The role of refugees in political and societal transformation

The period between the 1770s and 1820s in the Americas and Europe is marked as the 'age of revolutions' and is characterised by the introduction of the new notions of sovereignty and citizenship. The upheavals of this period are also associated with the rise of the mass phenomenon of political refugees that saw over a quarter million persons moving towards the Atlantic basin driven by political conflicts. The EU-funded AtlanticExiles project intends to demonstrate that political refugees and their movements were at the core of fundamental transformations in the Atlantic world concerning citizenship and subjecthood, welfare practices, freedom, slavery as well as the emergence of transnational exile politics.The project will focus on the interactions between refugees and the receiving societies.

Objective

This project explores movements and networks of refugees and exiles of the revolutions in the Americas and Europe (1770s–1820s).
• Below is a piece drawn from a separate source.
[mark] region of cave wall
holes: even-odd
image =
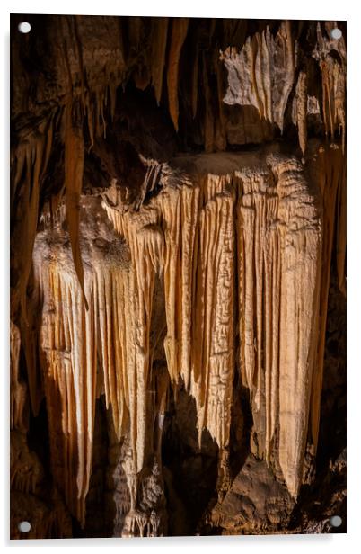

Political modernity, brought about by the “age of revolutions” and often identified with new notions of sovereignty and citizenship, was intertwined with the emergence of the political refugee as a mass phenomenon. Unprecedented numbers of people—in total, well over a quarter million—sought refuge in countries other than their own on primarily political, rather than religious, grounds. The project sets out to show that political migrants and refugee movements were at the very core of major transformations that the Atlantic world underwent during these momentous decades. These include the reshaping of citizenship and subjecthood regimes, changing practices of welfare and early humanitarianism, the porous and shifting boundaries between freedom and slavery, and the emergence of transnational exile politics.

While there is growing consensus that revolutionary ideas and actors in the Atlantic basin can no longer be studied in isolation, those who opposed and fled these revolutions have received strikingly less attention. Focusing on the interactions between refugees and receiving societies in a variety of contexts, Atlantic Exiles breaks new ground on two interlocking levels of inquiry: It recasts the Caribbean as one of the world’s major receiving and transit region for refugees during this period and it provides the first systematic exploration of exile and refugee movements in a decidedly Atlantic perspective. In addition, it sets the findings from the Atlantic world into a long-term and global history context. Based on multi-site and multi-linguistic research and the close engagement with records in the Caribbean, the project opens up new avenues for the study of both Atlantic and refugee history.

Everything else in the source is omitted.